In the picture of covalent bonds, an electron moves by hopping to a neighboring bond. Because of the Pauli exclusion principle it has to be lifted into the higher anti-bonding state of that bond. In the picture of delocalized states, for example in one dimension that is in a wire, for every energy there is a state with electrons flowing in one direction and one state for the electrons flowing in the other. For a net current to flow some more states for one direction than for the other direction have to be occupied and for this energy is needed. For a metal this can be a very small energy in the semiconductor the next higher states lie above the band gap. Often this is stated as: full bands do not contribute to the electrical conductivity. However, as the temperature of a semiconductor rises above absolute zero, there is more energy in the semiconductor to spend on lattice vibration and — more importantly for us — on lifting some electrons into an energy states of the conduction band. The current-carrying electrons in the conduction band are known as "free electrons", although they are often simply called "electrons" if context allows this usage to be clear.Electrons excited to the conduction band also leave behind electron holes, or unoccupied states in the valence band. Both the conduction band electrons and the valence band holes contribute to electrical conductivity. The holes themselves don't actually move, but a neighboring electron can move to fill the hole, leaving a hole at the place it has just come from, and in this way the holes appear to move, and the holes behave as if they were actual positively charged particles.
One covalent bond between neighboring atoms in the solid is ten times stronger than the binding of the single electron to the atom, so freeing the electron does not imply destruction of the crystal structure.

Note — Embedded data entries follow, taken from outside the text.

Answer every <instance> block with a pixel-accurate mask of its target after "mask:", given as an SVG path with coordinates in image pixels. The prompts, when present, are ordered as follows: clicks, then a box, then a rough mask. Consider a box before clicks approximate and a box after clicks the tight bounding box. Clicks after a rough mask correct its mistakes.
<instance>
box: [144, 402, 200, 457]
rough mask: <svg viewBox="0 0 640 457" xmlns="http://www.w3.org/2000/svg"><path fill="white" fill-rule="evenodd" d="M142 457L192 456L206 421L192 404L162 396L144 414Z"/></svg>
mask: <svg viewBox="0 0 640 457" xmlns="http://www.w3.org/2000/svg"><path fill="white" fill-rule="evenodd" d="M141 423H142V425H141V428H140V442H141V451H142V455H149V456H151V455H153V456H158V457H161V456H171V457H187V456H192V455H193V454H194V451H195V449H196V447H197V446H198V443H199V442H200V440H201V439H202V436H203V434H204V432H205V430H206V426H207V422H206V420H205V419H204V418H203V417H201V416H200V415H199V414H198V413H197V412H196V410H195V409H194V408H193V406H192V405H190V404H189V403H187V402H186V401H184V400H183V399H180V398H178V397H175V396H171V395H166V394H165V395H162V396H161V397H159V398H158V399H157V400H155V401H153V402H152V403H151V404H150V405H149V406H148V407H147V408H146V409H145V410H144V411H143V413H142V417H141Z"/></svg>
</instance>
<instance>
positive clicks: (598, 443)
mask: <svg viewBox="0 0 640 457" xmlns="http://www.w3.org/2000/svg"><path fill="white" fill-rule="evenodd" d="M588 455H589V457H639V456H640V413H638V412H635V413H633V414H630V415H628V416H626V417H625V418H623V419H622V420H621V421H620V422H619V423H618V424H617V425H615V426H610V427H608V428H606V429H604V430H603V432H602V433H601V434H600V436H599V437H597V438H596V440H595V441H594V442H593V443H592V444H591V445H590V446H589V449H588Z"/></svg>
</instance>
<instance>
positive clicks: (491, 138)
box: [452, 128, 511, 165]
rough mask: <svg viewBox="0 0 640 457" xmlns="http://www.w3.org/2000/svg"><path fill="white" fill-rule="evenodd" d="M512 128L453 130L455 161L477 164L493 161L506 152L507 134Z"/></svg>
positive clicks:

Holes: electron absence as a charge carrier:-
The motion of holes, which was introduced for semiconductors, can also be applied to metals, where the Fermi level lies within the conduction band. With most metals the Hall effect reveals electrons to be the charge carriers, but some metals have a mostly filled conduction band, and the Hall effect reveals positive charge carriers, which are not the ion-cores, but holes. Contrast this to some conductors like solutions of salts, or plasma. In the case of a metal, only a small amount of energy is needed for the electrons to find other unoccupied states to move into, and hence for current to flow. Sometimes even in this case it may be said that a hole was left behind, to explain why the electron does not fall back to lower energies: It cannot find a hole. In the end in both materials electron-phonon scattering and defects are the dominant causes for resistance.The energy distribution of the electrons determines which of the states are filled and which are empty. This distribution is described by Fermi-Dirac statistics. The distribution is characterized by the temperature of the electrons, and the Fermi energy or Fermi level. Under absolute zero conditions the Fermi energy can be thought of as the energy up to which available electron states are occupied. At higher temperatures, the Fermi energy is the energy at which the probability of a state being occupied has fallen to 0.5.The dependence of the electron energy distribution on temperature also explains why the conductivity of a semiconductor has a strong temperature dependency, as a semiconductor operating at lower temperatures will have fewer available free electrons and holes able to do the work.